Kossack Jed Lewison thinks it's an unsubstantiated smear by Tucker Carlson's Daily Caller. The story the Caller is running names no sources. The story they're running is that presidential candidate Michele Bachmann is dependent on a host of pills, ostensibly to fight debilitating migraines.
The links are below. Here's my take.
The wording of the piece suggests (to me) that the unnamed sources for the allegations may include former Bachmann press secretary David Dziok or another former staff members. Yes, that's speculation, but that's all we are allowed to do with the Bachmann camp--they simply do not address negative press. (And this piece I'm writing here is not "a report," it's discussion.)
Scenario one: The Caller piece qualifies as a smear, because it ties the language of pills and debilitating migraines to Bachmann's "mood," suggesting she's erratic and thus unqualified to hold office. But--we must weigh the fact of the smear against the fact that--wait for it...
(CONTINUED)
...we must weigh the fact of the smear against the fact that Bachmann is erratic. She's undeniably erratic, she's got a career long history of lying, exaggerating, unapologetic hypocrisy, conspiracy theory allegations. Thus, you can't dismiss this particular smear as another "attack on women in political leadership roles." At the end of the day, Bachmann's erratic statements, outright denial of established reality (I'm thinking, for example of her televised denial to Alan Colmes that she ever said the things she was televised saying on Chris Matthews' Hardball.) These segregate her particular case from that of other women in politics.

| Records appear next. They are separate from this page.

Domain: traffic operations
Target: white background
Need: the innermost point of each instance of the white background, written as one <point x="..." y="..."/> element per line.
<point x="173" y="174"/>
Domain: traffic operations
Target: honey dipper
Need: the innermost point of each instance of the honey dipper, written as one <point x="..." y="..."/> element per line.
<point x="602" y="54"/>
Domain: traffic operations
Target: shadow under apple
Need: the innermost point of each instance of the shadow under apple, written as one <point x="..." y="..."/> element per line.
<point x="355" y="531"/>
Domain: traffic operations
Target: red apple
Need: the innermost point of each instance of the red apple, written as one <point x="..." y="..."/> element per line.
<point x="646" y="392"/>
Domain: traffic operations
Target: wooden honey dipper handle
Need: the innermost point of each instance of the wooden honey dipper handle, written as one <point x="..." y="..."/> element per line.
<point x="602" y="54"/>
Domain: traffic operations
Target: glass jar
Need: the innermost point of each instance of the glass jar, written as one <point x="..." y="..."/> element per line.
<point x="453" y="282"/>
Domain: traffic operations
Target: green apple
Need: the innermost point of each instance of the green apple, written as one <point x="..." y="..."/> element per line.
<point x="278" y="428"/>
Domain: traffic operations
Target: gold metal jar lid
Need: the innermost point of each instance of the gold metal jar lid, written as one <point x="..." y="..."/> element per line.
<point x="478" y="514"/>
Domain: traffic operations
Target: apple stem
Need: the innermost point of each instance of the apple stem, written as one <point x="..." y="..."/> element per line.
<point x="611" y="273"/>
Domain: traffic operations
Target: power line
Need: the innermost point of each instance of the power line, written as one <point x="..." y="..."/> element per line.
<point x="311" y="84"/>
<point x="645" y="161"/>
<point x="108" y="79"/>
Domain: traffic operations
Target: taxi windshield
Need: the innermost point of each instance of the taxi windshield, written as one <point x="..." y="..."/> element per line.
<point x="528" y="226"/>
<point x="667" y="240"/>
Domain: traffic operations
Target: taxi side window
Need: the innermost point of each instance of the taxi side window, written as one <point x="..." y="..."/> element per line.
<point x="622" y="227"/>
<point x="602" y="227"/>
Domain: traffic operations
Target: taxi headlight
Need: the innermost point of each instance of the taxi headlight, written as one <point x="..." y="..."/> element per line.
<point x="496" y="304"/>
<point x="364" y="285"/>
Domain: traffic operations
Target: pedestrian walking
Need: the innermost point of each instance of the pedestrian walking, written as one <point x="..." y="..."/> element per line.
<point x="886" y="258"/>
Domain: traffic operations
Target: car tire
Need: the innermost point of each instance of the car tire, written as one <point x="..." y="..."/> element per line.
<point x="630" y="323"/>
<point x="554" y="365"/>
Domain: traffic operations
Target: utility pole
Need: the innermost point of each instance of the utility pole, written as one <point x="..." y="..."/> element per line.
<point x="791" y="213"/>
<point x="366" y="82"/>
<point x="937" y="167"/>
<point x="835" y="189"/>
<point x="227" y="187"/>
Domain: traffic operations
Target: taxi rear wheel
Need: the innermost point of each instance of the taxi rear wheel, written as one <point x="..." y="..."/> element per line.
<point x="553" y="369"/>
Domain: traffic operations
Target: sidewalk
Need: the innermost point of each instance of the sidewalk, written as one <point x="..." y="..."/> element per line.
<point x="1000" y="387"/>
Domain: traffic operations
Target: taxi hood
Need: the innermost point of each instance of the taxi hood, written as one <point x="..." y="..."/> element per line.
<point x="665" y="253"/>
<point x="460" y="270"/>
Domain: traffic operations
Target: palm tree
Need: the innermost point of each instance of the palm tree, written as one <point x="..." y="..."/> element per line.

One of the implications of the smear: Bachmann is surrounded by family members with medical and therapy degrees. Her husband's a therapist and counsellor, her son's an M.D., her brother's a psychiatrist. If she's taking something besides over the counter relief for migraines--what is it, and who's providing it to her?
Thus: If the press decides to pursue the story, if more people decide to talk, and the public gets a list of her current and past medications for these migraines or mood problems or whatever they are: this could be the story that stops this candidacy, prevents her from getting on a White House ticket somewhere, and saves us all from the down ticket effect of Bachmann's presence on the ticket. That effect is the impact of a mobilized army of conservative evangelical volunteers, donors, media, and voters on the Senate, Congressional, state and local contests next: brought to the polls by their almost cultic fervor for Michele.
Scenario Two:
It's another Bachmann "mind-fuck." There's an inquiry into the medications she takes for migraine relief, and they turn out to be entirely innocuous. The smear was leaked to the establishment GOP on purpose, so it would backfire, creating tremendous sympathy for Michele not only among the base who accept her as a martyr, but among independent voters she needs to win broad support. If this is the byzantine case, it would qualify as "another" Bachmann mind-fuck because an essential feature of her career had been presenting herself as the victim of conspiracies against her to stop her personal crusade to champion true Christianity and political freedom.
If it's a smear plain and simple ("no truth to the smear-y suggestions of lots of pills, not just Advils and standard treatments for migraines"), then it could be the stupidest thing that Bachmann opponents within the GOP establishment ever pulled. Bachmann has her own national media (the national conservative evangelical media.) If it's revealed as a groundless smear, Bachmann will come out of it smelling like a rose, fast-tracked past the establishment suits for the WH ticket, and the people who own that conservative evangelical media are going to go head-hunting in the GOP establishment.
Jed Lewison's piece on Kos, right now:
http://www.dailykos.com/...
Daily Caller piece:
http://dailycaller.com/...
UPDATE:
This is the "unintentionally funniest sentence" so far on this story. The author is Alex Pareene of Salon, this is the final sentence in Pareene's critical piece on the Caller story:
"Michele Bachmann is unfit to be president because she's a demented religious nutcase and a far-right extremist. But she seems to have managed her migraines well enough to make it this far."
Uh...okay... interesting commentary about Bachmann's "mind" there, on "her skill at managing migraines with medications" as related to "her demented religious nutcase and far-right extremist mindset," there... How much does a writer at Salon get, to turn out these kinds of perceptions?